Interview of the Deputy Governor Tomáš Nidetzký
By Luke Heighton (MNI 19. 11. 2021)
The Czech National Bank will look to raise interest rates in December 2021 and February 2022 then only fine-tune the tightening cycle begun in June, Deputy Governor Tomas Nidetzky told MNI in an interview.
Labour shortages will put continued pressure on inflation next year, Nidetzky said, but consumer spending could moderate, amid a "perfect storm" of sluggish growth and rising inflation caused by the Covid-19 pandemic.
"We will also have to increase our rates at our December meeting. By how much depends on the situation. But I wouldn't expect to see as big a hike again as we did during our last meeting at the beginning of November," Nidetzky said. "We will tweak our decision in December and at the following meeting in February, so we wanted to step up the level of our two-week repo rate, and then wait for transmission by all channels and then proceed with only possible fine-tuning."
The CNB surprised analysts on Nov. 4 with a 125bps increase on the two-week repo rate, to 2.75%, while the discount rate and the Lombard rate were raised to 1.75% and 3.75%. Inflation 0.3 percentage point above CNB autumn forecasts and on course to hit 7% by year's end convinced a majority of member of the need to reach the neutral rate of interest between 2.5 and 3% as quickly as possible, Nidetzky said.
Supply bottlenecks and demand spikes are both driving prices higher, Nidetzky said, Fiscal consolidation in 2023 plus monetary tightening should ease some price pressures, but most Board members expect bottlenecks to persist.
"What bottlenecks are currently affecting economic activity in the Czech Republic? It's not the number of orders and foreign demand; it is labour shortages. This is the narrowest bottleneck, as well as all the impacts arising from logistics and transportation problems. So, if there is an economic slowdown, we believe that it will not be driven by external factors only," he said.
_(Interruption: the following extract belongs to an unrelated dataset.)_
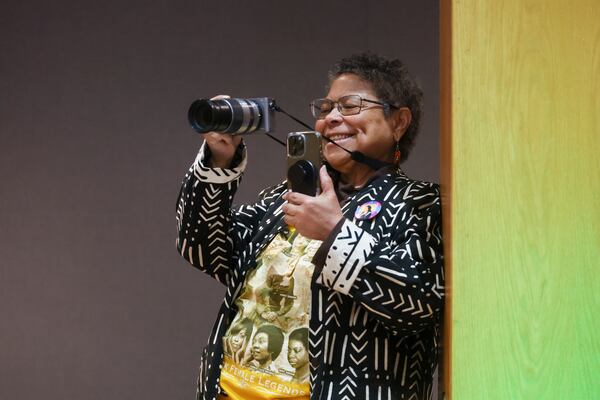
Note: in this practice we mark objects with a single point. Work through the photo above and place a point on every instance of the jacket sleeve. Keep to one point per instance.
(211, 234)
(398, 277)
Far from receiving a boost from the release of pent-up savings, household demand should fall next year as inflation and fuel costs bite and monetary tightening takes effect, Nidetzky said.
With the Czech koruna weak against the dollar, the CNB is unlikely to get any help from the exchange rate channel over the forecast horizon, he said. "It will depend heavily not only on the ECB, but above all on the Fed. If the Fed decides to tighten, it will definitely have a depreciating effect on the koruna and other emerging markets' currencies.
"We don't target FX - this is something that is outside of our sphere of influence - but it can provide very good guidance as to what we are going to do because if there is no appreciation, it's obvious that we will have to respond more via our interest rates."
Czech banks, holding over a third of government bonds, are sufficiently profitable and well-capitalised to withstand rate increases, Nidetzky said.
However the inversion of the 2Y-10Y yield curve could signal an increasing probability of a reversal of the business cycle in 6-12 months' time, he added.
Asked about a pre-October general election row between CNB boss Jiri Rusnok and Finance Minister Alena Schillerova in which Schillerova took complained about recent rate rises, Nidetzky was staunch in his defence of central bank independence.
"At the Czech National Bank we understand that even though fiscal policy is in our sphere of interest, it is not within our sphere of influence. And it is clear that the same is true for politicians in the case of monetary policy," Nidektzky said. "Celebrating the anniversary of the Velvet Revolution in the Czech Republic these days reminds me that the essential pillars of democracy are the independence of the courts, the press and the central bank. This is what we all should bear in mind."